- Born: July 25, 1955 (age 70) Kuala Lumpur, Malaysia
- Education: Nyenrode Business Universiteit, MBA 1976 University of Oregon
- Occupation: CEO of Gucci Group
- Children: Anne-Christine and Francine

= Robert Polet =

Robert Polet (born July 25, 1955) is the former CEO of Gucci Group and prior to that worked as the president of the ice cream and frozen foods division of Unilever. He won the 2007 Fortune European Businessman of the Year award by Fortune Magazine.

==Biography==
Polet was born in Kuala Lumpur, Malaysia in 1956, went to school in Britain and the Netherlands and was sent by Unilever to Paris, Milan, Hamburg, and Malaysia.

He studied business at Nyenrode Business Universiteit in Breukelen and later earned his MBA at the University of Oregon in 1976.

After receiving his MBA, he joined Unilever in 1978, where he worked until 2004 in various positions. He worked in global management, marketing, and was the president of the Malaysia division and later the president of the ice cream and frozen foods division. He joined Gucci in July 2004.

Polet is married and has two daughters, Anne-Christine and Francine.

==Gucci==
Polet spent most of his career at Unilever as the president of the ice cream and frozen foods division of the company prior to accepting the CEO position at Gucci. Due to the stark differences between the industries, when Polet took the reins of Gucci in July 2004, he was received with much skepticism and doubt in the fashion industry and was the target of several jokes in the media. Many executives in retail in New York City were confused with the choice and have stated that success in the fashion industry is forged by relationships, something that Polet was severely lacking, being an unknown in the industry. Analysts' positions were varied. Some said that bringing someone with no fashion experience was a big mistake while others pointed out that several other companies like The Limited and Abercrombie & Fitch have sought managers from outside the industry with highly successful results.

He was selected by a team at PPR led by its CEO Serge Weinberg to succeed Gucci's former CEO Domenico De Sole after PPR decided not to renew his contract. While the Gucci line has been successful, the nine subsidiary labels the company owns have been doing poorly and have been losing money. Gucci's net income in the fourth quarter of 2003, half a year prior to Polet's hiring, has been solely from its primary line and its growth was less than predicted.

In October following his hiring, he detailed his plans for Gucci in front of hundreds of the top PPR executives in Lisbon. He talked about reorganizing the structure of the company, doubling its size, and increasing profit margins. Per his family-oriented character, when the floor was opened to questions, Polet apologized and left for the airport to catch his daughter's birthday. At this time, skepticism still clouded his hiring and many executives were left disappointed.

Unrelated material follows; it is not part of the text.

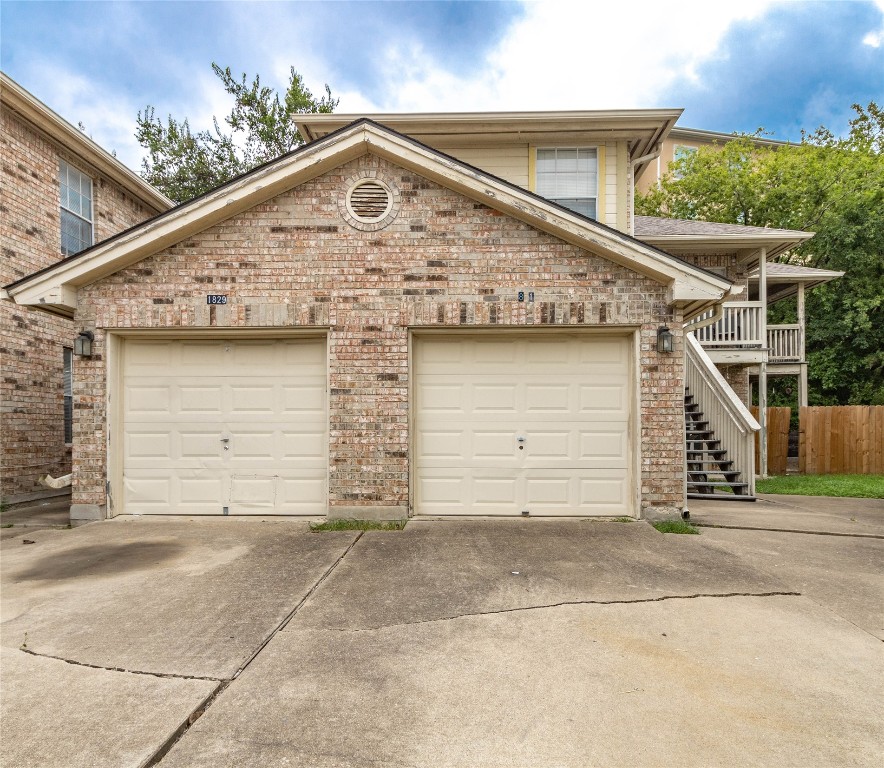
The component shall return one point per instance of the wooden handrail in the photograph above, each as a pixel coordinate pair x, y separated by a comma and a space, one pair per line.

He employed his hands-off management philosophies at Gucci and let the designers do their job without executive interference. He also employed some strategies more specific to the situation. Prior to his hiring, Gucci let Tom Ford, the principal designer that turned the Gucci line around, go along with the previous CEO. However, Polet stressed that the Gucci brands should be the primary focus instead of the designer since the brand can far outlive the designer. He also moved to assign a business manager and creative manager to each line under Gucci, which allowed more freedom per product line.

Three years later, Gucci's sales and profits grew even faster than Polet's ambitious plans outlined at the convention in Lisbon. All of its lines which were previously losing money became profitable except for Yves Saint Laurent though its losses have been cut by two thirds. The operating profit margin went from 10% to 16% within the three years. PPR's stock which fell on the news of Polet's hiring, rose 50% since until 2008.

However, some critics said that the numbers were residual successes of Polet's predecessors and that Gucci's fashion had declined, which will lead to future losses. Mark Lee, the head of Gucci's flagship line disagreed, and asserted that sales were still surging ahead with new designs.